The set Q consists of the following terms:

minus(x0, x1)
cond(true, x0, x1)
min(0, x0)
min(x0, 0)
min(s(x0), s(x1))
equal(0, 0)
equal(s(x0), 0)
equal(0, s(x0))
equal(s(x0), s(x1))

(3) DependencyPairsProof (EQUIVALENT transformation)

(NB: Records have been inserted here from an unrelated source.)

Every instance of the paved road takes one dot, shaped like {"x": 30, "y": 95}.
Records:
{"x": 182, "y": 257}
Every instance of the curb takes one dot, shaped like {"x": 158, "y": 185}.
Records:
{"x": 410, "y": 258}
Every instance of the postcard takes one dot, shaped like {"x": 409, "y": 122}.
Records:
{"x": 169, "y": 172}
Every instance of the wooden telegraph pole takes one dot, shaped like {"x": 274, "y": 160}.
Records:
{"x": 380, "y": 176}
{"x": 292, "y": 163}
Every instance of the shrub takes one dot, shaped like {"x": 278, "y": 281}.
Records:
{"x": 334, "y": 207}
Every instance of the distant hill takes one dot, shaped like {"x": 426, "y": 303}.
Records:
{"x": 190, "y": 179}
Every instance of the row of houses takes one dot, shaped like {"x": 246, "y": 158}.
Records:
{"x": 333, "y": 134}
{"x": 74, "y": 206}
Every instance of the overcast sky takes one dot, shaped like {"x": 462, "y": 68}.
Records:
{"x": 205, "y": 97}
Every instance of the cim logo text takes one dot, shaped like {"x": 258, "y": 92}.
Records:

Using Dependency Pairs [AG00,LPAR04] we result in the following initial DP problem.

(4) Obligation:

Q DP problem:
The TRS P consists of the following rules:

MINUS(x, y) → COND(equal(min(x, y), y), x, y)
MINUS(x, y) → EQUAL(min(x, y), y)
MINUS(x, y) → MIN(x, y)
COND(true, x, y) → MINUS(x, s(y))
MIN(s(u), s(v)) → MIN(u, v)
EQUAL(s(x), s(y)) → EQUAL(x, y)

The TRS R consists of the following rules:

minus(x, y) → cond(equal(min(x, y), y), x, y)
cond(true, x, y) → s(minus(x, s(y)))
min(0, v) → 0
min(u, 0) → 0
min(s(u), s(v)) → s(min(u, v))
equal(0, 0) → true
equal(s(x), 0) → false
equal(0, s(y)) → false
equal(s(x), s(y)) → equal(x, y)

The set Q consists of the following terms:

minus(x0, x1)
cond(true, x0, x1)
min(0, x0)
min(x0, 0)
min(s(x0), s(x1))
equal(0, 0)
equal(s(x0), 0)
equal(0, s(x0))
equal(s(x0), s(x1))

We have to consider all minimal (P,Q,R)-chains.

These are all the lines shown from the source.